Gemeinsam wegsacken, aufschrecken, zusammenzucken, steckenbleiben. Beklommen sein, verrenkt, zerflossen. Was macht Schlaflosigkeit mit unseren Körpern? Die chronic physiological consequences of emotional disturbances, unausweichliche Zerrüttung durch chronischen Schlafentzug und ihre mannigfaltigen Gründe werden mit großer Spielfreude in Gruppenszenen und Duetten ausgestaltet. Teils werden wir direkt angesprochen, und uns wird in großer sprachlicher Klarheit erklärend präsentiert, was abgeht. Dann wieder sind wir ganz schüchterne Beobachter:innen kniffeliger zwischenmenschlicher Ver- und Entwicklungen, Zeug:innen innigen Ringens um die richtige Entscheidung. Ach was, irgendeine Entscheidung! Hauptsache Ruhe im Oberstübchen, man kann sich ja nicht endlos wälzen - spring! Nimm Anlauf und tu es! Oder lieber doch nicht? Oje! Alle anderen schaffen es doch auch, schlafen doch auch, schlafen sogar in der Tram, gleiten mühelos hinüber... für Sekunden, kostbare Sekunden des Dösens - denn auch die Anderen haben ihre Sorgen, drückende, würgende, erstickende Nöte und fiese, nagende, zerrende Angstgedanken, die sich wiederholen und wiederholen und wiederholen und wiederholen und wiederholen, bis sie sich uns ganz und gar geholt haben und an Erholung nicht mehr zu denken ist. Überhaupt, denken! Wann hat das denn jemals irgendwem geholfen, nachts zu grübeln? Und warum kann man es dann nicht einfach bleiben lassen, verflixt nochmal!! Der Spielclub hängt sich richtig rein, gibt uns Definitionen an die Hand und spannungsreiche Interaktionen zu bestaunen.

Ein stark verdichteter Abend mit großer Poesie erwartet euch. Szenencollage in geschickt ausgeleuchteter wilder Ekstase - ein Wechselspiel aus Stille und Exzess. Was wäre ein Abend über Insomnia ohne wummernde, treibende Beats? Ohne dröhnende Stille?
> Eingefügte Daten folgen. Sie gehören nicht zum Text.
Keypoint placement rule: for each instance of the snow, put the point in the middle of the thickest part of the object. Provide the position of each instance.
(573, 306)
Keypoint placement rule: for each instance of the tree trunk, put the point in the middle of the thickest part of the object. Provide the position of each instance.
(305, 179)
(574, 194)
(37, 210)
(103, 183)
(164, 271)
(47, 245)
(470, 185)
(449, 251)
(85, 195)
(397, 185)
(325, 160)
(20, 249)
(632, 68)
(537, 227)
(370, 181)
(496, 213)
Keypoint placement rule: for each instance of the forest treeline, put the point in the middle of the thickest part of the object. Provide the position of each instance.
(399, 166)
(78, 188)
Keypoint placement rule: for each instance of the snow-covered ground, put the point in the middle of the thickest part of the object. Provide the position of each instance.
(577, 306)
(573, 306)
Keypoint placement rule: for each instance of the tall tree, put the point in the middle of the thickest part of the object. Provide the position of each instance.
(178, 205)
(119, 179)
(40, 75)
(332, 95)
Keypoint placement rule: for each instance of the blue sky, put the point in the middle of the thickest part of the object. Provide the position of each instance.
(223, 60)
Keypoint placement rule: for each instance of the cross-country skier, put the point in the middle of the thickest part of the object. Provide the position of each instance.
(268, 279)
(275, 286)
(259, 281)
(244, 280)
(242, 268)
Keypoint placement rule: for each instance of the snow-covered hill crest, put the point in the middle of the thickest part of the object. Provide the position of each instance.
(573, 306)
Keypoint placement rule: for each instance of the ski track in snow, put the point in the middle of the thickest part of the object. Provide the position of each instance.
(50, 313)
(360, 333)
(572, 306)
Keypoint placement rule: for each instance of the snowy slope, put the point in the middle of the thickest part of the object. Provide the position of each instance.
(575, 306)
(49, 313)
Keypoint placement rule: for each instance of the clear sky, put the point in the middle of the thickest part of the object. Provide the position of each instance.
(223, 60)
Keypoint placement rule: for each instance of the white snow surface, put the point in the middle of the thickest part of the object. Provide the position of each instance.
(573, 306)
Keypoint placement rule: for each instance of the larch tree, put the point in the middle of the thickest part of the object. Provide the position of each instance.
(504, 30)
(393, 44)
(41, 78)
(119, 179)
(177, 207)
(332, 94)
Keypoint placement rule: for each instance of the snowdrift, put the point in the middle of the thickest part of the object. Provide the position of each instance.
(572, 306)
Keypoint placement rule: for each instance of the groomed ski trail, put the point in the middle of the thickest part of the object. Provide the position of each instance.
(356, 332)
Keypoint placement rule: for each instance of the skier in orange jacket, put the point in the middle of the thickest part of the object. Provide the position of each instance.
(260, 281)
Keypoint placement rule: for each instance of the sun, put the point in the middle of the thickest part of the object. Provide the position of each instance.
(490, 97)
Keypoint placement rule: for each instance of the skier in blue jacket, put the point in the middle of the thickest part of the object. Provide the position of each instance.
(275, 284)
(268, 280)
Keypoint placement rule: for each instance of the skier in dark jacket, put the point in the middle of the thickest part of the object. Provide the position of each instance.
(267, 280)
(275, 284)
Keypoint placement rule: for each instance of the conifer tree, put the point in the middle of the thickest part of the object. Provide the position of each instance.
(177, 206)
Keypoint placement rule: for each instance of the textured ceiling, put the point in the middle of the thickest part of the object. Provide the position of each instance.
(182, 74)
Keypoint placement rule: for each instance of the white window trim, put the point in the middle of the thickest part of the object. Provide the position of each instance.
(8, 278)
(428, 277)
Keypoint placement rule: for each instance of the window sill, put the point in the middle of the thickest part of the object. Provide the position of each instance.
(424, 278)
Auch die feinen Töne werden angeschlagen, zartes Piano und Waldkauz reihen sich ein mit dem beruhigend-enervierenden Ticken der Uhr, dieser Uhr, die wohl jede:r kennt in der schlaflosen Nacht... Es ist dieses Wechselspiel aus dem Banalen, des Allzu-Bekannten und der entrückten Welt des Halbschlafs, das mich so gerührt und in den Bann gezogen hat: Traumartige surreale Sequenzen wechseln elegant mit konkreten Fragmenten aus den Biografien der mutigen Visiblen, die uns hineinziehen in ihre Gedankenschleifen, die ihre Herzen für uns ausbreiten. Menschen strecken sich, dehnen sich, spannen sich bis zum Zerreißen, fliegen gelöst in der Musik ihrer Liebe, tanzen und schlaffen kollektiv ab. Verschleierte Gestalten nehmen uns mit an den Anbeginn der Zeit: Rhythmus, Ritual, Magie - man muss nicht jedes Wort verstehen, um fasziniert zu bleiben. Das Publikum feiert die Premiere mit Bravo-Rufen und die Spielenden sich selbst und einander mit den süßesten Verbeugungen, einem innigen Jubel über die gelöste Spannung dieses intensiven Debuts.


Frieda ist Teil der Jungen Redakteur:innen – ein junges Schreibkollektiv, das Artikel rund um das Festival ClubFusion schreibt.